The container runtime layer is becoming more invisible — and that’s a good thing. As developers and DevOps teams, we should be able to focus more on workloads and less on the machinery beneath.
Final Thoughts
The shift beyond Docker marks a significant turning point in the Kubernetes world. It signals a move toward more focused, lightweight, and secure container runtimes that align better with Kubernetes’ architecture.
Whether you go with Containerd or CRI‑O in modern Kubernetes deployments, you’ll be working with tools that are faster, simpler, and more reliable. Docker still has its place — mainly in local development and image building — but in production clusters, it’s time to move on.
Don’t fear the change. Embrace it. Learn the tools. And build better.
FAQs
1. Is Docker completely gone from Kubernetes?
Not exactly. You can still build images with Docker, but it’s no longer used as the runtime in Kubernetes clusters.
2. Can I still use Docker images with Containerd or CRI‑O?
Yes. As long as they are OCI-compliant (which most Docker images are), both runtimes can run them.
3. Which runtime is more secure: Containerd or CRI‑O?

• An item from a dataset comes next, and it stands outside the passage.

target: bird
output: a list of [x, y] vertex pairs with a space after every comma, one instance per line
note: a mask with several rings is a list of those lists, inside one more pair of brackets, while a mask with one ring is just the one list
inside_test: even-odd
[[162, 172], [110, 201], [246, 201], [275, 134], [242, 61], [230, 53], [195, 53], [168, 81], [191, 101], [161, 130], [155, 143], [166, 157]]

CRI‑O is generally considered more minimal and security-focused, but both can be hardened.
4. Is switching from Docker to Containerd difficult?
Not really. Most Kubernetes distributions handle this transition for you, and the CLI tooling is fairly similar.
5. What happens if I don’t switch from Docker in Kubernetes?
If you’re still relying on the Docker shim in Kubernetes 1.24+, your pods won’t run. You need to migrate to a supported runtime.